Stevie Wayne, being the owner of the radio station located at the lighthouse works around the clock, and is already heading back to work as a broadcast about the search for the missing Seagrass mentions “a sweep south from Waitely Point around Arkham Reef”. The fictional city of Arkham appears in Lovecraft’s Chthulu Mythos, and Waitely (spelled Whateley) appears as a surname in The Dunwich Horror. The wooden board with DANE on it starts seeping water,causing the tape equipment to slow down, with a low voice saying “damn them all” before shorting out. Then the wooden board changes from DANE to 6 MUST DIE before bursting into flames. Stevie, witnessing it all, quickly grabs a fire extinguisher and puts out the flames. Alone in the lighthouse and concerned for the safety of her son Andy, Stevie becomes the eyes for the entire town, speaking through the radio as the fog stalks its inhabitants into the night – including her.
The Director of Photography Dean Cundey, previously having worked with Carpenter on Halloween, would work with the director again on Escape From New York, The Thing, and Big Trouble in Little China. The two would work together on two other productions that Cundey was the DOP on, Halloween II and Halloween III: Season of the Witch. Athough Carpenter would produce, he would not direct the films, at least not intentionally. Cundey had originally met Debra Hill back before Halloween, when she was a script supervisor and assistant editor. Hill says they worked together on roughly 9 films back then. According to Debra Hill, when they hired Cundey for Halloween he worked out of a movie van which would hold the entire grip, electrical, and camera departments, all in one van.
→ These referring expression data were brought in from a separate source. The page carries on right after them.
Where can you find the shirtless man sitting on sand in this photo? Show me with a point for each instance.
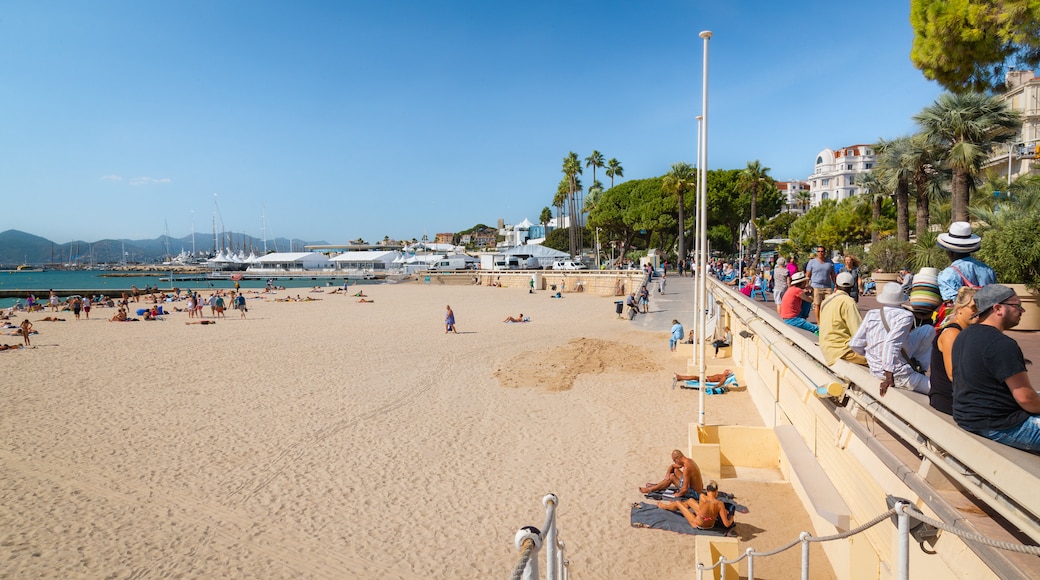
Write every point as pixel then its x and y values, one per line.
pixel 683 473
pixel 710 378
pixel 701 512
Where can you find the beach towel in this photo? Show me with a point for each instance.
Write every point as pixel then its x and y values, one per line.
pixel 729 383
pixel 649 516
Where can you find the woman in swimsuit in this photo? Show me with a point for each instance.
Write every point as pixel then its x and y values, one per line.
pixel 703 511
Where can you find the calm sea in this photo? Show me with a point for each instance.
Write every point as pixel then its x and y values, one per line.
pixel 41 283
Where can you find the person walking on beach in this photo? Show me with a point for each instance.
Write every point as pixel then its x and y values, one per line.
pixel 449 321
pixel 676 335
pixel 25 328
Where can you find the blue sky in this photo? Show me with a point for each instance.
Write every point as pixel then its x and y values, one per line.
pixel 346 120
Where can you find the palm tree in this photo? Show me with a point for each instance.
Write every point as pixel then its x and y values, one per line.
pixel 680 179
pixel 804 199
pixel 614 169
pixel 560 200
pixel 966 127
pixel 897 176
pixel 875 191
pixel 755 179
pixel 594 160
pixel 595 191
pixel 921 157
pixel 572 167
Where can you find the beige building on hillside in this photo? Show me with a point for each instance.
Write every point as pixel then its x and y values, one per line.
pixel 835 174
pixel 1019 157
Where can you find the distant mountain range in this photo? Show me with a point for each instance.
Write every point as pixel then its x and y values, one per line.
pixel 19 247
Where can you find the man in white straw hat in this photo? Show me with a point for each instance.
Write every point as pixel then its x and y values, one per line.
pixel 963 270
pixel 881 339
pixel 838 321
pixel 992 394
pixel 797 302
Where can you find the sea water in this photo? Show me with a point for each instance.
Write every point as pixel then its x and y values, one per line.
pixel 41 283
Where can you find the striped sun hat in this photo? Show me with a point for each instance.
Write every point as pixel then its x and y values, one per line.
pixel 925 297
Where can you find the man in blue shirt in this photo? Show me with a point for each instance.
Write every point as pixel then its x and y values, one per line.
pixel 821 273
pixel 963 270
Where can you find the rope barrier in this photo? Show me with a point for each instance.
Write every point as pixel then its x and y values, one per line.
pixel 971 536
pixel 909 510
pixel 527 548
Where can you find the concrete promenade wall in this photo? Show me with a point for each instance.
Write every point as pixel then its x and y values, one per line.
pixel 782 379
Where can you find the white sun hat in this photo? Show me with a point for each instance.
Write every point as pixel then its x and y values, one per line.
pixel 960 238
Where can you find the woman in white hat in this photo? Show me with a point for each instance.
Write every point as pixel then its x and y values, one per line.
pixel 881 338
pixel 963 270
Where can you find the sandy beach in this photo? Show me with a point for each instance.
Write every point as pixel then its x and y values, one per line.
pixel 332 439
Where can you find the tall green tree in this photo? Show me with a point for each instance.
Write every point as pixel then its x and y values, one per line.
pixel 560 200
pixel 874 193
pixel 592 198
pixel 614 169
pixel 571 169
pixel 633 210
pixel 895 175
pixel 965 45
pixel 680 179
pixel 594 160
pixel 755 180
pixel 965 128
pixel 545 216
pixel 804 199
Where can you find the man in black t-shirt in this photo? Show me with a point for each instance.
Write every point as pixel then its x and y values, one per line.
pixel 992 393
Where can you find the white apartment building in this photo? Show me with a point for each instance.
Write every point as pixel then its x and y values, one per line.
pixel 793 200
pixel 836 170
pixel 1019 157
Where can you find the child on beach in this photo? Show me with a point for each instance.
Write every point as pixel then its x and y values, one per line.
pixel 26 328
pixel 449 321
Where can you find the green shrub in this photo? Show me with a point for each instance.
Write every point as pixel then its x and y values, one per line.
pixel 888 255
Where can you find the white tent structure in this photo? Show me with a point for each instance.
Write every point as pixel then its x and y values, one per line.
pixel 290 261
pixel 545 256
pixel 365 261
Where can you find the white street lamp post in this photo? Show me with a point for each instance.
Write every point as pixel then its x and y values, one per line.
pixel 702 257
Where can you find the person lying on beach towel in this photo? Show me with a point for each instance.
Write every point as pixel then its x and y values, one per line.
pixel 693 381
pixel 704 515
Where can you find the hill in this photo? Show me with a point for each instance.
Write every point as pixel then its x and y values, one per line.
pixel 19 247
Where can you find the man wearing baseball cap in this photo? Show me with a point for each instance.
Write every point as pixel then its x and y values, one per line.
pixel 992 394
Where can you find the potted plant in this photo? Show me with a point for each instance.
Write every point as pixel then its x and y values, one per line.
pixel 886 258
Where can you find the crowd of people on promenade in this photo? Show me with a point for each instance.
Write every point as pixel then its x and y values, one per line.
pixel 942 334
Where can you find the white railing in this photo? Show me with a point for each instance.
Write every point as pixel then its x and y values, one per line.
pixel 904 512
pixel 529 539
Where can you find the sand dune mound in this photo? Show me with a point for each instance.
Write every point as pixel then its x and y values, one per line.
pixel 556 368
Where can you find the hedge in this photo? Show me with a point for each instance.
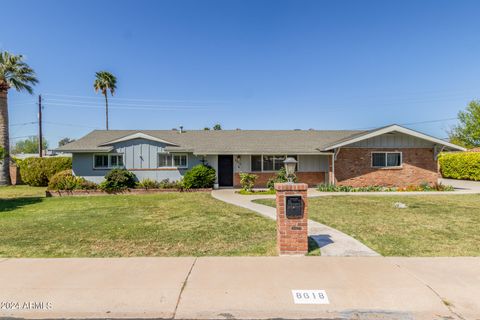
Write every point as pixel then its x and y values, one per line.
pixel 461 165
pixel 38 171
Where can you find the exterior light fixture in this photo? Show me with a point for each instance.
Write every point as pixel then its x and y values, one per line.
pixel 290 164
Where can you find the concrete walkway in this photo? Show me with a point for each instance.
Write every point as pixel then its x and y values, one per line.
pixel 331 241
pixel 240 288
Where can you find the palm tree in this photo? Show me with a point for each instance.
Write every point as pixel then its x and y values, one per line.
pixel 104 82
pixel 14 73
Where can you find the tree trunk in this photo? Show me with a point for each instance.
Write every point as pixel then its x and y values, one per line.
pixel 106 109
pixel 4 138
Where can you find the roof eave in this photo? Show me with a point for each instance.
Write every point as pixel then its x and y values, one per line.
pixel 392 128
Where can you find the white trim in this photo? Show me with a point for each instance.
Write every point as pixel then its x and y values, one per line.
pixel 139 135
pixel 396 128
pixel 276 154
pixel 172 154
pixel 386 160
pixel 257 153
pixel 109 165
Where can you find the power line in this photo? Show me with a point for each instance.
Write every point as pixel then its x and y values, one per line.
pixel 131 99
pixel 23 124
pixel 160 108
pixel 70 124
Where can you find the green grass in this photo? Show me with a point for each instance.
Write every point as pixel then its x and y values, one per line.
pixel 21 191
pixel 433 225
pixel 173 224
pixel 256 192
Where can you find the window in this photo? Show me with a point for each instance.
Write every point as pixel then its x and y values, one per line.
pixel 108 161
pixel 256 163
pixel 172 160
pixel 268 162
pixel 386 159
pixel 180 160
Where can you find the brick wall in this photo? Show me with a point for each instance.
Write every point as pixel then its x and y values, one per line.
pixel 310 178
pixel 292 233
pixel 353 168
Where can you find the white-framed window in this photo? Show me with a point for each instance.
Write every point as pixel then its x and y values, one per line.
pixel 386 159
pixel 268 163
pixel 172 160
pixel 108 161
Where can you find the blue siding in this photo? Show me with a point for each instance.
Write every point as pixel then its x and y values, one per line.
pixel 140 155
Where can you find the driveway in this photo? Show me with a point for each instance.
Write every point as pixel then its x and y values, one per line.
pixel 331 241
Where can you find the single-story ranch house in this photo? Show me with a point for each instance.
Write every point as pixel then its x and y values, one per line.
pixel 390 156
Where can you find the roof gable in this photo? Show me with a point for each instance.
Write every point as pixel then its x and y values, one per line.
pixel 389 129
pixel 138 135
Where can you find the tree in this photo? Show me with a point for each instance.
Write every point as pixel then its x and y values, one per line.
pixel 16 74
pixel 29 145
pixel 467 132
pixel 104 82
pixel 65 141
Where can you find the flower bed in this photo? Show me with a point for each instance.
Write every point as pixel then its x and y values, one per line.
pixel 96 192
pixel 422 187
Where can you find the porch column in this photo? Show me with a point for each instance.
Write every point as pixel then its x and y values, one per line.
pixel 331 169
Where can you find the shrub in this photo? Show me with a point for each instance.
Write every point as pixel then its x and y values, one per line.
pixel 65 180
pixel 117 180
pixel 280 177
pixel 148 184
pixel 464 165
pixel 247 180
pixel 167 184
pixel 38 171
pixel 200 176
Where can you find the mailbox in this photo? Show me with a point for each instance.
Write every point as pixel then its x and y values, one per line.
pixel 293 207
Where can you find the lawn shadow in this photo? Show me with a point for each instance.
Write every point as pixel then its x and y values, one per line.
pixel 10 204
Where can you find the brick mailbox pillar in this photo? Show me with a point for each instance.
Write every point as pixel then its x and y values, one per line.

On The Fog they had an additional big grip truck and electrical truck, but still utilizing Dean Cundey’s Winnebago. Dean Cundy’s DOP credits today consists of all 3 Back to the Future films, Who Framed Roger Rabbit, Hook, Jurassic Park, Casper, Road House, Romancing the Stone, Death Becomes Her, What Women Want, The Flintstones, Flubber, Pyscho II, Rock ‘n’ Roll High School, Apollo 13, Roller Boogie – and the list just goes on – but just to be safe one more ; Ilsa, Harem Keeper of the Oil Sheiks.
Tommy Lee Wallace worked as production designer and co-editor with Charles Bornstein. Tommy Lee Wallace also portrayed the ghosts throughout the film utilizing his arm coming through doors and windows a lot. John Carpenter composed the score masterfully, demonstrating his abilities in the main theme’s eerie echoing shrills and haunting pulse. The film frames capture coastal shots reminiscent of Alfred Hitchcock’s The Birds, with Adrienne Barbeau driving along the coast lines like Tippi Hedron. Debra Hill states that the area where Andy runs down the beach is right below where Alfred Hitchcock shot The Birds. Also similar is how the horror starts with the arrival of Tippi Hedron in the town of Bodega Bay in The Birds, and Jamie Lee Curtis in Antonio Bay in The Fog. Bodega Bay is even visited by Tom Atkins and Jamie Lee Curtis’ characters. John Carpenter has said The Fog “was meant to be an homage of sorts to H.P. Lovecraft, M.R. James, and other writers of great ghost tales and the supernatural.” Carpenter said it was Debra Hill’s idea to use the Edgar Allan Poe quotation in the beginning of the film. Certainly capturing the spirit of classical horror in a timeless ghost tale, John Carpenter’s The Fog continually haunts. I give it 3 out of 5 for a rating of Really Good.